Starting a remote configuration
To initiate the remote configuration process, one first navigates to the edge server they want to change the configuration of. Afterwards, one clicks the “change configuration” link. This will walk the admin through a four step process.
The first is setting a location, which might not have changed. The locations are those already present in the account and can be given unique names. For example “Tokyo office A”, “Tokyo office B”, “Seattle office”, etc.
The second step is setting the domain name, or in this case changing the domain name. This will either be a custom hostname or a fully qualified domain name. Custom hostnames, which remove the hassle of managing DNS (Domain Name System) entries, places the hostname in an IBM generated domain. A sample domain might be “ecdn01.mycompany.deepcaching.net”, where the ‘ecdn01’ is the edge server name and ‘mycompany’ would be a name associated with all the edges from your company. These custom hostnames are automatically generated and can be renamed. In addition, IBM provides and stores the encryption HTTPS certificate. In contrast, companies can elect not to share encryption keys with IBM. In this scenario, the enterprise uses a fully qualified domain name and needs to manage the DNS entries of the ECDN edge servers on their internal DNS server. The servers will then use the customer’s domain name, such as “ecdn01.mycompany.com”. In this case, the enterprise also generates, stores the certificate and manually copies it to the servers.
The third step involves configuring the edge server. This can be either static or dynamic. If it’s dynamic, many of the fields will be left blank and addressed automatically. If the domain name is static, though, there are fields provided to fill out the Local IP, Netmask and Gateway as well.
There are several optional fields that give flexibility for network administrators: correct time settings using the NTP (Network Time Protocol) fields is important to ensure stream encryption, Log forwarding and SNMP (Simple Network Management Protocol) helps to monitor HTTP(S) logs and hardware CPU, memory and other hardware metrics.
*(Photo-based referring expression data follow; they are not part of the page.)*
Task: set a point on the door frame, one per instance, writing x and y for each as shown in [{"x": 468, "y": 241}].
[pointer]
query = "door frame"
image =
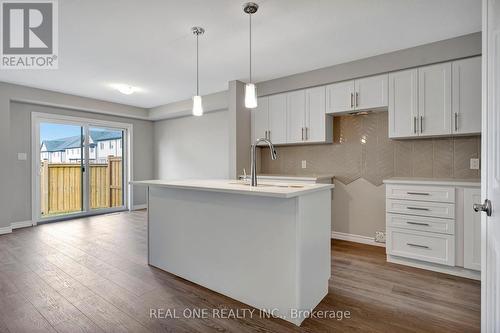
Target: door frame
[{"x": 86, "y": 123}]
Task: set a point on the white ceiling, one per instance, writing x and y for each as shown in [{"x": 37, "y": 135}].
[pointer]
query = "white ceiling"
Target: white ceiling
[{"x": 148, "y": 44}]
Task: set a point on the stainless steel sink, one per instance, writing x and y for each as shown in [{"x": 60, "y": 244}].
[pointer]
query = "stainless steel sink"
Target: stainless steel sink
[{"x": 269, "y": 185}]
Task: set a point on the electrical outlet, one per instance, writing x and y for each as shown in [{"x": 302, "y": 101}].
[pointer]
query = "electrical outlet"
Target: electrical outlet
[
  {"x": 474, "y": 163},
  {"x": 380, "y": 236}
]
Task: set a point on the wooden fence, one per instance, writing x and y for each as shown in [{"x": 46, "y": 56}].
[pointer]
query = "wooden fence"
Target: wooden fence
[{"x": 61, "y": 186}]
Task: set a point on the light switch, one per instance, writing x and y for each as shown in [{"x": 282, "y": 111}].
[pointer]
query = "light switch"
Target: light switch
[{"x": 474, "y": 163}]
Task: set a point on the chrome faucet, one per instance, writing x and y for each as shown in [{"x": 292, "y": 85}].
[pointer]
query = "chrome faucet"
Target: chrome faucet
[{"x": 274, "y": 156}]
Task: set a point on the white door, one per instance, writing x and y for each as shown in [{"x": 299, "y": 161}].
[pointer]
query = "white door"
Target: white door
[
  {"x": 296, "y": 109},
  {"x": 371, "y": 92},
  {"x": 490, "y": 172},
  {"x": 466, "y": 104},
  {"x": 340, "y": 97},
  {"x": 277, "y": 119},
  {"x": 260, "y": 121},
  {"x": 472, "y": 230},
  {"x": 434, "y": 99},
  {"x": 403, "y": 104},
  {"x": 315, "y": 114}
]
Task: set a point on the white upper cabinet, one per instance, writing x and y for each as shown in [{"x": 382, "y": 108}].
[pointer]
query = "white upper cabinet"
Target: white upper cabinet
[
  {"x": 340, "y": 97},
  {"x": 434, "y": 99},
  {"x": 370, "y": 92},
  {"x": 403, "y": 104},
  {"x": 260, "y": 119},
  {"x": 277, "y": 119},
  {"x": 296, "y": 112},
  {"x": 466, "y": 96},
  {"x": 360, "y": 94},
  {"x": 317, "y": 123}
]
The fourth step is choosing a method to configure the server and complete the setup. This includes the two old methods, which both involve downloading a tiny configuration file in a virtual CD format for VMware ESXi or Microsoft Hyper-V. The new “Update remotely” option is the recommended method, and the easiest. The only requirement is that there are no viewers currently using the edge instance before it gets reconfigured.
Once started, the status will show as “Pending Update”. For convenience, a notification will appear stating when the reconfiguration was started as well. This can be helpful for admins to estimate when the process will finish.
In the event the remote configuration fails, the system will automatically revert to the last working version of the settings. So if the server was misconfigured and the connection was lost, you could still deliver content using the edge without having to log in to the hypervisor and manually attaching the the configuration virtual CD to the virtual machine.
To note, the remote configuration feature requires the latest server release. That said, existing customers’ servers will be automatically updated to the latest in order to take advantage of this new feature.
The remote configuration function of ECDN simplifies a process that previously took more manual effort and more time to complete. It joins one of several, recent updates to the product, such as enhancements around monitoring network performance & status for ECDN.